Above, I've used a constant chunk size, READALL_CHUNK== 262144 (256*1024). This means that in the worst case, up to 262145 chars are wasted (allocated but not used), but only temporarily. At the end, the function reallocates the buffer to the optimal size. Also, this means that we do four reallocations per megabyte of data read.

上面,我使用了一个恒定的块大小,READALL_CHUNK== 262144 ( 256*1024)。这意味着在最坏的情况下,最多会浪费 262145 个字符(已分配但未使用),但只是暂时的。最后,该函数将缓冲区重新分配到最佳大小。此外,这意味着我们对读取的每兆字节数据进行四次重新分配。

The 262144-byte default in the code above is a conservative value; it works well for even old minilaptops and Raspberry Pis and most embedded devices with at least a few megabytes of RAM available for the process. Yet, it is not so small that it slows down the operation (due to many read calls, and many buffer reallocations) on most systems.

上面代码中的 262144 字节默认值是一个保守值;它甚至适用于旧的小型笔记本电脑和 Raspberry Pi 以及大多数具有至少几兆字节 RAM 可用于该过程的嵌入式设备。然而,它并没有小到会减慢大多数系统上的操作速度(由于许多读取调用和许多缓冲区重新分配)。

For desktop machines at this time (2017), I recommend a much larger READALL_CHUNK, perhaps #define READALL_CHUNK 2097152(2 MiB).

对于此时(2017 年)的台式机,我建议使用更大的 . 文件READALL_CHUNK,也许#define READALL_CHUNK 2097152(2 MiB)。

Because the definition of READALL_CHUNKis guarded (i.e., it is defined only if it is at that point in the code still undefined), you can override the default value at compile time, by using (in most C compilers) -DREADALL_CHUNK=2097152command-line option -- but do check your compiler options for defining a preprocessor macro using command-line options.
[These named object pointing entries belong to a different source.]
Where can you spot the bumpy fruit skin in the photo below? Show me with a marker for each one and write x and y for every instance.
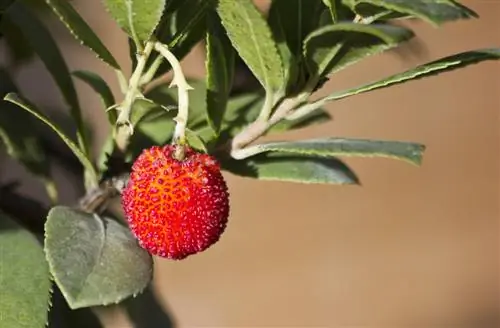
(176, 208)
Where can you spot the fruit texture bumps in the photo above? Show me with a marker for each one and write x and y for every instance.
(176, 208)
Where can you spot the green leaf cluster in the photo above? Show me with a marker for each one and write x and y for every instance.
(291, 50)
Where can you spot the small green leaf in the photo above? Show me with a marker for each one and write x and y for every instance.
(24, 104)
(138, 18)
(45, 46)
(185, 27)
(431, 11)
(195, 141)
(333, 6)
(94, 261)
(23, 140)
(100, 86)
(251, 37)
(329, 147)
(334, 47)
(24, 278)
(81, 30)
(444, 64)
(219, 72)
(290, 168)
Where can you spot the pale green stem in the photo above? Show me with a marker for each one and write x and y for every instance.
(123, 124)
(150, 73)
(179, 80)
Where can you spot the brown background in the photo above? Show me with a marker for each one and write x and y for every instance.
(411, 246)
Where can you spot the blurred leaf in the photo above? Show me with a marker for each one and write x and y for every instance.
(251, 36)
(195, 141)
(20, 134)
(100, 86)
(444, 64)
(18, 47)
(290, 22)
(138, 18)
(24, 278)
(185, 27)
(94, 261)
(290, 168)
(334, 47)
(81, 30)
(24, 104)
(219, 72)
(431, 11)
(145, 311)
(317, 117)
(329, 147)
(44, 45)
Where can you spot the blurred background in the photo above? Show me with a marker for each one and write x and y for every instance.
(411, 246)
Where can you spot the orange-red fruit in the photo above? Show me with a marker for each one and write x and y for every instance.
(176, 208)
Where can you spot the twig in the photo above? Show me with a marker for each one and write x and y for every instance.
(183, 87)
(123, 125)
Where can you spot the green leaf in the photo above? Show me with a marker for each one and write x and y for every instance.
(441, 65)
(195, 141)
(81, 30)
(18, 47)
(24, 104)
(219, 72)
(334, 47)
(24, 278)
(94, 261)
(184, 28)
(290, 168)
(100, 86)
(22, 141)
(44, 45)
(330, 147)
(431, 11)
(138, 18)
(251, 37)
(333, 6)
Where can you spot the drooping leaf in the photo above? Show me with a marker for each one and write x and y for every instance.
(330, 147)
(24, 279)
(138, 18)
(24, 104)
(219, 72)
(45, 46)
(81, 30)
(251, 36)
(100, 86)
(185, 27)
(431, 11)
(292, 168)
(19, 133)
(444, 64)
(334, 47)
(94, 261)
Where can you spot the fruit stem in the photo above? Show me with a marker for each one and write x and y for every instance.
(179, 80)
(124, 128)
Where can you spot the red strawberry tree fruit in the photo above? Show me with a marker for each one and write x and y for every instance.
(170, 141)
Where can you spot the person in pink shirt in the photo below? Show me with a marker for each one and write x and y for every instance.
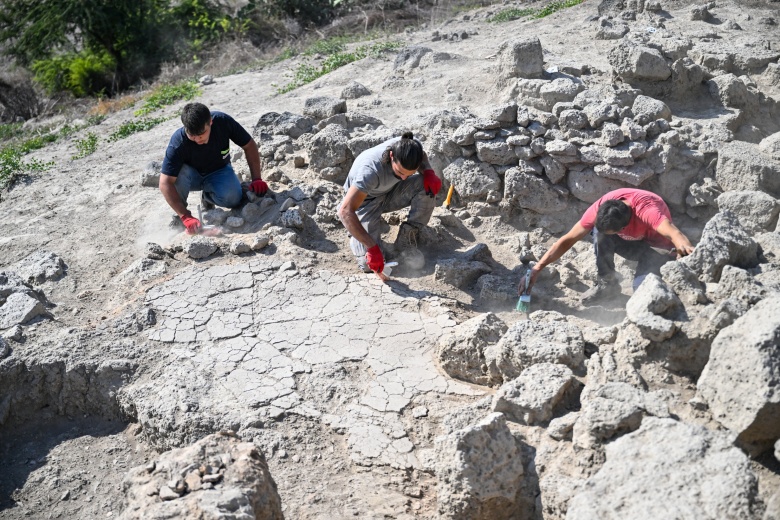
(633, 223)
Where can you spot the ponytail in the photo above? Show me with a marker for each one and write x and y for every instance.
(407, 150)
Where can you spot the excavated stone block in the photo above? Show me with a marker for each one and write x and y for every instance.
(322, 107)
(329, 147)
(496, 151)
(354, 90)
(479, 472)
(667, 467)
(532, 397)
(200, 247)
(589, 187)
(521, 58)
(39, 267)
(527, 191)
(740, 380)
(286, 123)
(472, 179)
(742, 167)
(757, 211)
(529, 342)
(19, 308)
(723, 242)
(635, 62)
(239, 483)
(646, 307)
(461, 354)
(652, 108)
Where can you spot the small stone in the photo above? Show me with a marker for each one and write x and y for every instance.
(419, 411)
(238, 247)
(287, 204)
(258, 242)
(234, 222)
(167, 493)
(212, 479)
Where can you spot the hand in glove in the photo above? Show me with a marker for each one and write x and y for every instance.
(192, 224)
(375, 260)
(431, 183)
(258, 186)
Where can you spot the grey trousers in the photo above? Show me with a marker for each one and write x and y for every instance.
(408, 192)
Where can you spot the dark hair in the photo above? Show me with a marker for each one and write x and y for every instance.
(408, 151)
(195, 117)
(613, 215)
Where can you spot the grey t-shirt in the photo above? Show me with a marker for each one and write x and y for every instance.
(369, 175)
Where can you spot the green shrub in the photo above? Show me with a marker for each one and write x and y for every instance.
(306, 73)
(555, 6)
(132, 127)
(168, 94)
(512, 13)
(86, 146)
(12, 166)
(10, 130)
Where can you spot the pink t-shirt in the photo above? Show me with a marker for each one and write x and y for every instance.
(648, 211)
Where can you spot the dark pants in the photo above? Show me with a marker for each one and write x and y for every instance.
(606, 246)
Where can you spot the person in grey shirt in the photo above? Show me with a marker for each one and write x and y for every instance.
(385, 178)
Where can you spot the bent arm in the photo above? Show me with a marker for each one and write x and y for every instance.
(347, 213)
(557, 250)
(168, 188)
(253, 159)
(677, 237)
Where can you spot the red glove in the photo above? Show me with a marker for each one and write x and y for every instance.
(431, 183)
(258, 186)
(191, 223)
(375, 260)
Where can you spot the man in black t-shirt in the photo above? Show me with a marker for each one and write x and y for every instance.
(198, 158)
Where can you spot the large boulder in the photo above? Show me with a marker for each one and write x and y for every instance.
(741, 381)
(648, 306)
(723, 242)
(636, 62)
(528, 191)
(286, 123)
(668, 469)
(611, 410)
(532, 397)
(530, 342)
(652, 108)
(329, 148)
(461, 354)
(217, 477)
(741, 166)
(522, 58)
(473, 180)
(588, 187)
(39, 267)
(757, 211)
(479, 473)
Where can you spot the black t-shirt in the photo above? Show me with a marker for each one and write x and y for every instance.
(209, 157)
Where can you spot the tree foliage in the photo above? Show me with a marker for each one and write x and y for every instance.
(102, 46)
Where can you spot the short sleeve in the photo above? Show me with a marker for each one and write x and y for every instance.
(588, 220)
(173, 161)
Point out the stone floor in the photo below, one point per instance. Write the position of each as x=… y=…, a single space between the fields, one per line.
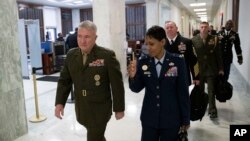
x=234 y=111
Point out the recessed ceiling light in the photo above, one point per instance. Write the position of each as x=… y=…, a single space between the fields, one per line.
x=201 y=9
x=197 y=4
x=78 y=2
x=201 y=13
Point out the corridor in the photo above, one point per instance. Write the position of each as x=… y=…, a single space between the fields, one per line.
x=234 y=112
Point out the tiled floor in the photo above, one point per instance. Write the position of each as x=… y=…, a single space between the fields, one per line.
x=234 y=111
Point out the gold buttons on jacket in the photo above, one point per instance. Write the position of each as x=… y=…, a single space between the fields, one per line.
x=84 y=93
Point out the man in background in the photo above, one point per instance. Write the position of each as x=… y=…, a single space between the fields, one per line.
x=178 y=44
x=228 y=38
x=210 y=63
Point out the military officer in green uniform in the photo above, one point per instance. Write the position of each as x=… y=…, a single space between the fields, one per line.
x=95 y=74
x=210 y=63
x=228 y=38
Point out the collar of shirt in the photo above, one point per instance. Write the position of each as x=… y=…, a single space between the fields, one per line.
x=161 y=60
x=227 y=32
x=172 y=39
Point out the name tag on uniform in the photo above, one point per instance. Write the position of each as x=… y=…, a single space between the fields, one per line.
x=97 y=63
x=171 y=72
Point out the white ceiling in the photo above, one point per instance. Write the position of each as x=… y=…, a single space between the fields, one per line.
x=68 y=3
x=211 y=5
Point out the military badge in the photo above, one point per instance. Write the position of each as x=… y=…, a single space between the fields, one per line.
x=171 y=64
x=97 y=77
x=97 y=83
x=144 y=67
x=172 y=72
x=182 y=47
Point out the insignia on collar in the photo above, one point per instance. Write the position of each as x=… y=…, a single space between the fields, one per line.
x=171 y=64
x=144 y=67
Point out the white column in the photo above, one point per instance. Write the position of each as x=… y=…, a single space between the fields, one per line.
x=152 y=13
x=75 y=18
x=109 y=17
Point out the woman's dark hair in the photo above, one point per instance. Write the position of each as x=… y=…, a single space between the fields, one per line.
x=156 y=32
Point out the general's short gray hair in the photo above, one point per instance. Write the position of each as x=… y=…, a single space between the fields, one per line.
x=88 y=24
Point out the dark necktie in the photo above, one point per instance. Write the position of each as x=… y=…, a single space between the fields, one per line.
x=84 y=58
x=158 y=68
x=172 y=42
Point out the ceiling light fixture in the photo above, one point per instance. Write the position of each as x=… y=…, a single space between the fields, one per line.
x=197 y=4
x=201 y=13
x=200 y=9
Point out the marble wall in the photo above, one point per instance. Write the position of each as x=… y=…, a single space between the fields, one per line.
x=13 y=121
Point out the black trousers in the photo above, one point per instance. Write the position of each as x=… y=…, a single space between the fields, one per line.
x=155 y=134
x=96 y=133
x=227 y=67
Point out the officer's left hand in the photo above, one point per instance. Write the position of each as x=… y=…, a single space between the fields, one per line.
x=119 y=115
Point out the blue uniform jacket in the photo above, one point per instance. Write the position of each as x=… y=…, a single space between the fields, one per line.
x=166 y=102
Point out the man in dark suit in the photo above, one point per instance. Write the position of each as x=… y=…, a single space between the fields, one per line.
x=210 y=63
x=166 y=106
x=178 y=44
x=228 y=38
x=98 y=85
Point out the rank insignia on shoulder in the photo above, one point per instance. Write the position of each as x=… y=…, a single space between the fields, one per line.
x=144 y=67
x=171 y=64
x=181 y=56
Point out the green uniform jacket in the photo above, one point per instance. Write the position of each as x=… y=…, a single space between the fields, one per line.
x=208 y=55
x=98 y=85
因为 的定义READALL_CHUNK是受保护的(即,只有在代码中的那个点仍未定义时才定义它),您可以在编译时通过使用(在大多数 C 编译器中)-DREADALL_CHUNK=2097152命令行选项来覆盖默认值--但是请检查您的编译器选项以使用命令行选项定义预处理器宏。

回答by md5

A portable solution could use getc.

便携式解决方案可以使用getc.

##代码##

If you don't want to have a MAX_FILE_SIZEmacro or if it is a big number (such that bufferwould be to big to fit on the stack), use dynamic allocation.

如果您不想拥有MAX_FILE_SIZE宏或者它是一个大数字(以至于buffer太大而无法放入堆栈),请使用动态分配。